24 March 2011
Monash University today announced that groundbreaking research by an international team of researchers led by Monash scientist Dr. Martin Lackmann has entered the stage of clinical trials.
The first phase of the human trial will evaluate the drug’s safety in leukaemia patients whose cancers have been specifically identified as having the potential to respond to this particular form of treatment.
The patients are candidates for the anti-cancer therapeutic, known as KB004 but have previously failed in other treatments or are not suitable for standard cancer therapies.
KB004 is a monoclonal antibody that targets a receptor protein, EphA3, found in a range of cancers, including leukaemias and possibly leukemic stem cells. Preclinical studies have demonstrated that binding KB004 triggers leukaemia cell killing and also activates their recognition and elimination by the immune system.
Associate Professor Lackmann said the selective nature of the antibody is one of its main attributes.

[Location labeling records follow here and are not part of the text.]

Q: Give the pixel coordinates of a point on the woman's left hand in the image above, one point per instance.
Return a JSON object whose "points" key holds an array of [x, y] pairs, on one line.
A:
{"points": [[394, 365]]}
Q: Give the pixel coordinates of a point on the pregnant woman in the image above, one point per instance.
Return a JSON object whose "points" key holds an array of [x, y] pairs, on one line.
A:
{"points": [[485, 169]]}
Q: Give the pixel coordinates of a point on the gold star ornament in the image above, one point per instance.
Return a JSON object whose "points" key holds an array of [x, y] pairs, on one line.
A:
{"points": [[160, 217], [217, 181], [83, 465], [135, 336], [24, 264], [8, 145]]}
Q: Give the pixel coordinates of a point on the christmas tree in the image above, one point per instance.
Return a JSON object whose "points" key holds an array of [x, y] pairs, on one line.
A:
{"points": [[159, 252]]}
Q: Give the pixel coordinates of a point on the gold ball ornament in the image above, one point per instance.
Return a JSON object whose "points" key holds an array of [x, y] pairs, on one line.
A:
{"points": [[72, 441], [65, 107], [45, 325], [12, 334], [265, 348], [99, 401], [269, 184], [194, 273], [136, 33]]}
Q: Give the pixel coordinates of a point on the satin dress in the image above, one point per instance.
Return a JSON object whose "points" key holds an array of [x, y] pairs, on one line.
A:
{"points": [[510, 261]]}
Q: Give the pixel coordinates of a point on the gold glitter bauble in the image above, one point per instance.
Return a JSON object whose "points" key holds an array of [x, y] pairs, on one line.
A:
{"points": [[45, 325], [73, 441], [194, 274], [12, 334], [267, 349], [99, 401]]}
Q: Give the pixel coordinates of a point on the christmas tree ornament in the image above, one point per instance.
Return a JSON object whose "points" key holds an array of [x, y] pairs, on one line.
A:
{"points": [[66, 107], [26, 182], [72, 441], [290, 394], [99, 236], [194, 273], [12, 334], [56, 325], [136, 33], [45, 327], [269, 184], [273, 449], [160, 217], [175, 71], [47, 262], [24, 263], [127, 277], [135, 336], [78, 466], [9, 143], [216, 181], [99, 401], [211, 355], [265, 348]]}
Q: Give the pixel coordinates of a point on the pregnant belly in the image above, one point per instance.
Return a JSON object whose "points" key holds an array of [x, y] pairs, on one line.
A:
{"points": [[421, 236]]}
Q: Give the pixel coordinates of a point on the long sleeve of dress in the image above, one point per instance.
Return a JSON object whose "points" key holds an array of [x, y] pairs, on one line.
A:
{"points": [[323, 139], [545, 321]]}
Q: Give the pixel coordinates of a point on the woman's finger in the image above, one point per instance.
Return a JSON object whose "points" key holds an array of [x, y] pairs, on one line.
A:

“One of the advantages of this antibody is its selectivity for cancer cells. Our data to date suggests that the antibody will exclusively attack cancer cells, but not healthy cells because it targets a receptor protein not found on normal white blood cells or their stem cells. This differentiates it from many other cancer drugs,” Associate Professor Lackmann said
Associate Professor Lackmann, in collaboration with Professor Boyd from the Queensland Institute of Medical Research and Prof. Scott from the Ludwig Institute for Cancer Research, has studied the biology and function of the EphA3 protein and its role in cancer over the past decade.
Since 2003, Associate Professor Lackmann has led a research program to investigate EphA3 as a target for anti-cancer therapies. The anti-EphA3 antibody originally isolated by Professor Boyd, was licensed to KaloBios for development and evaluation as a therapeutic to treat cancer patients. The clinical trial is sponsored by KaloBios Pharmaceuticals, Inc., of California.
“Preclinical studies to date support moving KB004 into clinical trials as there was little to no side effects in earlier laboratory testing and because it appears to target leukemic stem cells, it may offer patients with EphA3-positive cancers the possibility of controlling their disease over the long term," Associate Professor Lackmann said.